Sans se demander une seule fois : pourquoi ?
Si jamais, par un hasard heureux, la question survenait, la seule réponse, qui fait consensus est : il faut.
A une époque où les inventions sont telles que des métiers disparaissent, , ce qui est d'ailleurs le but d'une invention : faire en sorte que nous n'ayons plus à faire nous-mêmes une chose et être libérés de cet effort. A une époque où notre production est si abondante qu'il faut programmer une obsolescence afin de renouveler un besoin qui ne le nécessitait pas, une péremption à chaque chose afin de consommer et donc de produire davantage, à une époque finalement, nous sommes obligés de créer de la production inutile pour maintenir des emplois en activité et ainsi inverser un fonctionnement de façon absurde, le devoir de travail n'est donc plus légitime.

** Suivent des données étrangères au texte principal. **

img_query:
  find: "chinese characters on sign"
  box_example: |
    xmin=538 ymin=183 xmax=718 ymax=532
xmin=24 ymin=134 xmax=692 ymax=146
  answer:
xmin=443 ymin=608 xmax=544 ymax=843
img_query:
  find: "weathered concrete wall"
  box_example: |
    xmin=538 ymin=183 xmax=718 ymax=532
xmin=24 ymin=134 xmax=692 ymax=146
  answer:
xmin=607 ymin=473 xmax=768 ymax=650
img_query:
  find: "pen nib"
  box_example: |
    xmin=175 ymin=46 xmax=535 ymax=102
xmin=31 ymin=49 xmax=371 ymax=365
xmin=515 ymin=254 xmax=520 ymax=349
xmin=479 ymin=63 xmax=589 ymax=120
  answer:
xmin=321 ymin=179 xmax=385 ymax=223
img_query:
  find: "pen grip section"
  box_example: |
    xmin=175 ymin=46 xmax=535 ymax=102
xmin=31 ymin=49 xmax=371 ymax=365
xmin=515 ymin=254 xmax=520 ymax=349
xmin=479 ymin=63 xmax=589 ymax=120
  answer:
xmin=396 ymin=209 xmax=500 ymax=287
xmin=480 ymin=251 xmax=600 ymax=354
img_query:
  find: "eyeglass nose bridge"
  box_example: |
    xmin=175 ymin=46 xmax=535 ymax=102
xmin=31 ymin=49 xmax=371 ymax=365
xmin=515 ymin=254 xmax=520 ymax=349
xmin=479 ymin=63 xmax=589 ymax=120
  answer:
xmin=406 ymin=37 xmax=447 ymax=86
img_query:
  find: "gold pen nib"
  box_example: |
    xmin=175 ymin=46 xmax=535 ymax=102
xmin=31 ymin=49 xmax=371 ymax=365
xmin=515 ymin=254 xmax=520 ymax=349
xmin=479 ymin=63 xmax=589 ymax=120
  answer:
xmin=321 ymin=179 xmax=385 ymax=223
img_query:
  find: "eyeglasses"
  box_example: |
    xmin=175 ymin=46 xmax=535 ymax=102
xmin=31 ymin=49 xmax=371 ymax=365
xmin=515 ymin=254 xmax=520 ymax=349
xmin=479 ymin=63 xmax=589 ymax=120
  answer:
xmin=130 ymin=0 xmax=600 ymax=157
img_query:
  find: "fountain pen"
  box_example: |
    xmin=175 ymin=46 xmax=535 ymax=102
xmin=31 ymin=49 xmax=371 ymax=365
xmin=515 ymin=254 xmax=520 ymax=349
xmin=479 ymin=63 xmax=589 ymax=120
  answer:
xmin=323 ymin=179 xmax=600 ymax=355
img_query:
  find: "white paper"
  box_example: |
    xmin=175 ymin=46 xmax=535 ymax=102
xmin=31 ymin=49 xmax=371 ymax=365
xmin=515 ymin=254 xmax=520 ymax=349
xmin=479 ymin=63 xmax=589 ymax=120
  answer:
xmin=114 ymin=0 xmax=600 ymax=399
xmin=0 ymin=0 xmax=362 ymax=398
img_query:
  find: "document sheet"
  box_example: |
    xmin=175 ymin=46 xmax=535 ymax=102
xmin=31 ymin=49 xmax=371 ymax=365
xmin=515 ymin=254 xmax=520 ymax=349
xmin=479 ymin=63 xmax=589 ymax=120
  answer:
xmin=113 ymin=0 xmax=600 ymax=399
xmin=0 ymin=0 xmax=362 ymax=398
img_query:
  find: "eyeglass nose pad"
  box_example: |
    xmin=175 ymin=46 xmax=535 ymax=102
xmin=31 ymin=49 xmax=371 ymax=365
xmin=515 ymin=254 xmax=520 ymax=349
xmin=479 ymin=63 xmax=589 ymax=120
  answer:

Le service que l'on rend par notre activité ne rend dans beaucoup de cas plus service, notre activité se cumule souvent à une activité qui aurait suffi, et le devoir incessant, plaqué sur notre éducation, notre scolarité, notre vie, de travailler. En vu de quoi, personne ne le sait vraiment. Un devoir arbitraire aliéne, de même qu'une action dont on ne connaît ni les causes ni les effets. Spinoza déclarait d'ailleurs que notre liberté est de connaître les causes qui nous déterminent.
Si l'on voulait remédier à tout ceci, je pense qu'il faudrait substituer le terme de travail à celui d'activité, car finalement chaque activité est une expression d'utilité ou de création de quelque chose, une activité réfléchie est nécessairement fertile pour soi et pour autrui. Une mère au foyer pour prendre un exemple typique, en donnant du temps, en investissant sa personne dans l'éducation de ses enfants est un investissement pour elle, pour autrui et pour la société.

Le travail, devenu activité ne serait donc plus assujettie au salaire et la vie digne ne serait plus conditionnée à elle. C'est de toute façon une idée contraire aux droits de l'homme de penser que l'existence avec dignité n'est pas de facto acquise. L'utilité ne devrait plus être le critère de réussite sociale ou d'échec.

Nous ne sommes pas rien en ne faisant pas toujours quelque chose.

Chaque personne par son existence agit et constitue ainsi un sens à une société qui ne peut être justifiée que par le sens commun à tous.
Chacun agit de telle sorte qu'il sert la collectivité, même machinalement.

Dès lors, le travail n'est plus un devoir, ni une raison d'être, mais seulement un droit, l'activité devient un acte quotidien divers, pluriel. Et la construction collective devient elle-même moins uniforme, plus éparse, plus riche.

Afin d'émanciper chaque citoyen de contraintes qui finalement n'en sont pas ou ne devraient pas être, il convient de réguler les idéologies, a fortiori les idéologies arbitraires, celles-là même qui ne justifient leur existence que par une supposée nécessité qu'il ne faut pas questionner. Pourquoi le travail est il encore un devoir ? Lorsqu'une question par sa simple formulation devient vide de sens, c'est que le monde qu'elle décrit est absurde.